Once you've created the metadata folder and the two csv files in your videos folder (i.e. the folder that contains all the videos that you want to log), start the program (see here). After launching the program, and choosing the video folder, a new window will appear, where you can add new POIs, Runs, and assign their appropriate associations.

In the initial window you'll have two plus signs, +, to press on. The one to the top-right adds new POIs. The lower-left plus adds new Runs.

POI section: In the POI section the user can choose a specific POI to log: a video file and time stamp where the POI starts, a video file and time stamp where the POI ends, an optional label to tag the POI with (helps remembering stuff), and an optional comment. Pressing on the > button starts playing the chosen video in the background. Note that the Done button will not let you add a POI with a start time that is later than a stop time if the start and stop files are the same file (in fact, the stop time automatically adjusts when you set the start time). Nor would it work if you try to add a POI that already exists in the dataset: all POIs must be unique. Every time you press Done in the POI panel, the program will try to guess the temporal location of the next POI, updating the start and stop times accordingly.

Run section: In the Run section the user can edit a run by setting the correct metadata and pressing Done. The Comment field in the Run section is permanent (but feel free to leave it empty). You'll notice that when adding identical runs (i.e. runs that are identical irrespective of their comments) the added runs are assigned with a repetition number (the last number in the Run's label). If you Delete or Edit a Run, the repetition numbers of the other identical runs will update accordingly.

After adding some POIs and Runs, the Associations section will be populated with rows of runs and columns of POIs. Use the checkboxes to indicate the associations between the Runs and POIs.

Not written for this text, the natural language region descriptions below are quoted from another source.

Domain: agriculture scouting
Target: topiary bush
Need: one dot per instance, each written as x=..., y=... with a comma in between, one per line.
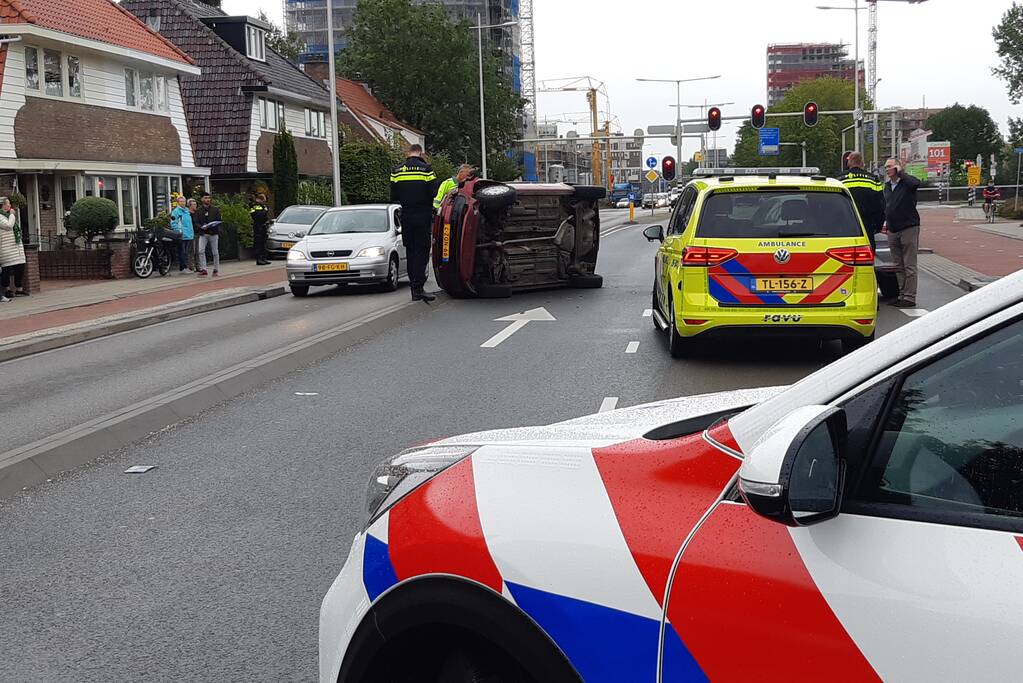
x=91, y=217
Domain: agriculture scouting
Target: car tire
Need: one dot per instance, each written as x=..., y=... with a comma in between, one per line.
x=591, y=192
x=585, y=281
x=888, y=283
x=488, y=290
x=851, y=345
x=496, y=196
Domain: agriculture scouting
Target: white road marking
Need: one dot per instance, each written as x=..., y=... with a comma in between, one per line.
x=518, y=320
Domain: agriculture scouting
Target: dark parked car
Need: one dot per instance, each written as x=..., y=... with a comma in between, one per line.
x=493, y=238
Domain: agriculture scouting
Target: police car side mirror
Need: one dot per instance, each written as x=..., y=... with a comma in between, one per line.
x=654, y=232
x=795, y=472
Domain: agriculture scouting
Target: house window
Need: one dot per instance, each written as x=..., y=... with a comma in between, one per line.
x=256, y=43
x=315, y=124
x=144, y=90
x=32, y=69
x=271, y=115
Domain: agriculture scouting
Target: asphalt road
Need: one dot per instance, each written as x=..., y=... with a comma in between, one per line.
x=212, y=566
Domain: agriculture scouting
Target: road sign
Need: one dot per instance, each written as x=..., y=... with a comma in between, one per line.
x=973, y=176
x=770, y=142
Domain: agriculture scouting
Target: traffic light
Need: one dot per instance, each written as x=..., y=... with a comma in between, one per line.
x=810, y=114
x=714, y=119
x=668, y=168
x=758, y=116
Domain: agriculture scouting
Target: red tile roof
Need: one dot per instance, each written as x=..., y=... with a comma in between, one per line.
x=103, y=20
x=356, y=97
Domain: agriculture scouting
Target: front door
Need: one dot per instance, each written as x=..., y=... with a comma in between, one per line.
x=918, y=579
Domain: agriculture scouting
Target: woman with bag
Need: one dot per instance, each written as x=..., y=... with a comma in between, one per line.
x=11, y=254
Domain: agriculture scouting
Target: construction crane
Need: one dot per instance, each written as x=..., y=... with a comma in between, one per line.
x=592, y=88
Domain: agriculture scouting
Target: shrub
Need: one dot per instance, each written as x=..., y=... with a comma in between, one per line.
x=91, y=217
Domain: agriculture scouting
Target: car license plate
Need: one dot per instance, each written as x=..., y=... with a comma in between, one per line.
x=788, y=284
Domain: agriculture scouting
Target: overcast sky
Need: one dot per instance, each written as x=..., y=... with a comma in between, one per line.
x=940, y=50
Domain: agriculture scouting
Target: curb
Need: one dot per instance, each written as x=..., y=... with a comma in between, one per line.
x=36, y=462
x=56, y=340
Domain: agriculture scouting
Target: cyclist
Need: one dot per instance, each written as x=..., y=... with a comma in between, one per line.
x=990, y=193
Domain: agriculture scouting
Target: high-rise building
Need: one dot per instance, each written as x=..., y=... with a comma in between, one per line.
x=789, y=63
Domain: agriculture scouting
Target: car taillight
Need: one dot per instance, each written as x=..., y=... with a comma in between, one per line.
x=707, y=256
x=852, y=256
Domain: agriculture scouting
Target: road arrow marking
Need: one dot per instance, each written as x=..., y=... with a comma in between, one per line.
x=518, y=320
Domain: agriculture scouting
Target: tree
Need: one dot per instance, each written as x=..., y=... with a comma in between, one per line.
x=287, y=44
x=970, y=130
x=434, y=87
x=1009, y=45
x=824, y=141
x=285, y=172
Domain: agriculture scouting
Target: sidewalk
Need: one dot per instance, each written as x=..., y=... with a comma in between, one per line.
x=58, y=306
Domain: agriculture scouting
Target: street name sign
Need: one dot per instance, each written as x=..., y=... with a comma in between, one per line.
x=769, y=142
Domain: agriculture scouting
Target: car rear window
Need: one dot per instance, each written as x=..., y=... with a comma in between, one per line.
x=779, y=214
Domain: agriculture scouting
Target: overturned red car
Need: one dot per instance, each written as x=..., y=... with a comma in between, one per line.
x=492, y=238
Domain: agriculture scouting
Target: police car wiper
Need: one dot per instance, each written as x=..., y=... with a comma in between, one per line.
x=783, y=233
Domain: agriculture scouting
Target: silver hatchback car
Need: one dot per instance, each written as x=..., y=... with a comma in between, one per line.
x=350, y=244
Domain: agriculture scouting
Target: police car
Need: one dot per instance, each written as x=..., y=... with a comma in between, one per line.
x=864, y=524
x=763, y=252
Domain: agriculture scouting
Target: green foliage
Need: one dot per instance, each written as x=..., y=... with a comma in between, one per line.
x=970, y=130
x=824, y=141
x=435, y=86
x=365, y=171
x=287, y=44
x=1009, y=45
x=234, y=213
x=91, y=217
x=316, y=192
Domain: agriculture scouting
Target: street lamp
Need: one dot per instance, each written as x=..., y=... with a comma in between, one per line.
x=480, y=27
x=678, y=103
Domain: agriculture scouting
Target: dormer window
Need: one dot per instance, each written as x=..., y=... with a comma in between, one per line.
x=255, y=43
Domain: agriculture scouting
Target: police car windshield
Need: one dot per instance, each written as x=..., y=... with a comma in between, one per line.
x=300, y=215
x=351, y=220
x=779, y=214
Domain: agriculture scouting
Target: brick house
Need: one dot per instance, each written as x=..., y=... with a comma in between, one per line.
x=90, y=104
x=246, y=93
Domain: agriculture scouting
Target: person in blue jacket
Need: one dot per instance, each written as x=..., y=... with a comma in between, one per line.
x=181, y=220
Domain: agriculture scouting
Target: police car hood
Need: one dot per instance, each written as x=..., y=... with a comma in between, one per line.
x=619, y=425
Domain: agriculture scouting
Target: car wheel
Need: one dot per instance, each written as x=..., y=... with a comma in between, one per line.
x=585, y=281
x=496, y=196
x=888, y=283
x=849, y=346
x=589, y=192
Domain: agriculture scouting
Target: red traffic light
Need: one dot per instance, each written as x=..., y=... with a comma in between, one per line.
x=810, y=114
x=714, y=119
x=758, y=116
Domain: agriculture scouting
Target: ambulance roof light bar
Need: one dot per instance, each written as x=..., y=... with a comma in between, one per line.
x=783, y=171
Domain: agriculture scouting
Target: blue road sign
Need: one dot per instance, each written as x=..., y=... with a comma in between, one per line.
x=770, y=142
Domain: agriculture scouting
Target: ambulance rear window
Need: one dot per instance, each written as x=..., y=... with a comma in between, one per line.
x=779, y=214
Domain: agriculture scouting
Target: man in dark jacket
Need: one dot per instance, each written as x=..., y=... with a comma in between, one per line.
x=261, y=220
x=903, y=229
x=869, y=194
x=413, y=185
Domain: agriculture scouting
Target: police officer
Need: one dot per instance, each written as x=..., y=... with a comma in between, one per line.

By clicking on a Run or POI, you can choose to:

  1. Check: check all the associations for all the Runs/POIs for that specific POI/Run (like checking a row/column)
  2. Uncheck: uncheck all the associations for all the Runs/POIs for that specific POI/Run (like checking a row/column)
  3. Edit: the POI/Run console will get populated with the details of the POI/Run you want to edit, change the details you like and press Done.
  4. Delete: permanently deletes a specific POI/Run.

When done, press Save. To clear the board and start from scratch press Clear.

Next, the program will attempt to automatically extract the original filming dates and times of the video files. Althhough is it likely that the dates and times the program will extract are correct, make sure these are indeed correct and adjust them accordingly (a new window will containing all the videos you logged and their estimated dates and times). Pressing the video filename starts playing the video.

That is all! You will now find a new folder, log, in the videos folder with 4 files in it:

  1. files.csv: all the video file names, dates and times of when the video was recorded.
  2. pois.csv: all the POI names, the video file where this POI started, the start time (in seconds), the video file where this POI ended, the stop time (in seconds), the POI's label, and eventual comments.
  3. runs.csv: All the metadata and their values in the logged runs. The last field is the number of replicates for each of the runs (calculated automatically).
  4. associations.csv: A two column table where the first column is the POI number and the second column is the Run number (both relative to the row numbers in the pois.csv and runs.csv files, excluding the header row of course).

If you need to add video files, POIs, or metadata for the Runs, you can do so even after finishing logging some data. While you can always remove POIs from the poi.csv file, you can not remove any of the metadata in the run.csv file, nor should you delete any of the video files.